Baby Bunting vs Telegrey 4
Where Baby Bunting belongs to Cloverdale Paint's range, Telegrey 4 is a RAL Classic color. Hue-wise, Baby Bunting belongs to the pink-red family and Telegrey 4 to the grey family. Baby Bunting (LRV 64) reflects noticeably more light than Telegrey 4 (LRV 59), a difference of 5 points that becomes especially apparent in rooms with limited natural light. With a ΔE of 12.3, the contrast is hard to miss. These aren't variations on a theme — they're two different answers to the same question. Below you'll find 2 real-room photo comparisons where both colors appear side by side, plus 5 simulated room previews.

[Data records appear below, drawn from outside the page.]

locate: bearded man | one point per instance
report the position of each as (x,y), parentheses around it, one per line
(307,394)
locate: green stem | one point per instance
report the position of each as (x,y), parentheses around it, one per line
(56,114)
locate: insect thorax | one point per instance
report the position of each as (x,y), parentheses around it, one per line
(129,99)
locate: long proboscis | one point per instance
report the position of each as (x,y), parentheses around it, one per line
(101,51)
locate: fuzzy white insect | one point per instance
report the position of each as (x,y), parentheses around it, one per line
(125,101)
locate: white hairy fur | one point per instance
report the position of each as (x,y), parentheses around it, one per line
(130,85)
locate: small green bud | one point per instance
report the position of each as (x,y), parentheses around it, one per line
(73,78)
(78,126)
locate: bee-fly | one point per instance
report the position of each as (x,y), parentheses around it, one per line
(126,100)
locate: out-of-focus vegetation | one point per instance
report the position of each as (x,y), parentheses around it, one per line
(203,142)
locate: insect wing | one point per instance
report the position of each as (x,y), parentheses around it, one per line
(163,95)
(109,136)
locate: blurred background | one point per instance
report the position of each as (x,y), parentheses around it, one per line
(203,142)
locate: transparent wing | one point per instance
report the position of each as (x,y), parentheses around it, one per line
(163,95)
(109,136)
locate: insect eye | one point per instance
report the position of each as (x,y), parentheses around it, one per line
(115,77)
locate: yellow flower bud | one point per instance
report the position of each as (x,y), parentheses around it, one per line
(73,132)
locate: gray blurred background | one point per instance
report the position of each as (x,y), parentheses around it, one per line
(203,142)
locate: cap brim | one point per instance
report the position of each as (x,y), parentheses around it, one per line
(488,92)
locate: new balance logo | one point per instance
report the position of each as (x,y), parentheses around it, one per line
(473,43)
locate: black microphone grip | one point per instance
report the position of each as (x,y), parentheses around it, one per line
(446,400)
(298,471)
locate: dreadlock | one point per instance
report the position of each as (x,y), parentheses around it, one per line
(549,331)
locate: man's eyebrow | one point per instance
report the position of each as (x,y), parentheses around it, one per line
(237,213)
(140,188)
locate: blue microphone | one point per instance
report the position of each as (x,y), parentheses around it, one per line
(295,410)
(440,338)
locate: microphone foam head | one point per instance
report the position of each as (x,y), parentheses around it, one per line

Baby Bunting vs Telegrey 4 in Real Spaces
2 real rooms side by side. Seeing Baby Bunting and Telegrey 4 in actual rooms makes the difference concrete; browse the spaces below to get a feel for how each color lives on a wall.
Bedroom
The context that matters most in a bedroom is how a color reads under a bedside lamp at night, not under noon daylight. Baby Bunting reads slightly lighter here — a subtle but real difference in how open the space feels.
Kitchen
In a kitchen, colors are seen under bright task lighting that amplifies undertones — what reads neutral elsewhere can show its hand here. Baby Bunting reads slightly lighter here — a subtle but real difference in how open the space feels.
Color Details
Baby Bunting vs Telegrey 4 Simulated Comparison
5 simulated room previews — drag the slider on each to see Baby Bunting on one side and Telegrey 4 on the other.
Digital color is approximate. These simulations are generated from the manufacturer's hex values and overlaid on grayscale room photos — your screen's calibration, brightness, and viewing angle all affect how they render. Before committing to either color, test physical samples in your own space under the light you actually live with.
More Baby Bunting comparisons
See how Baby Bunting stacks up against other well-photographed colors across different brands and tones.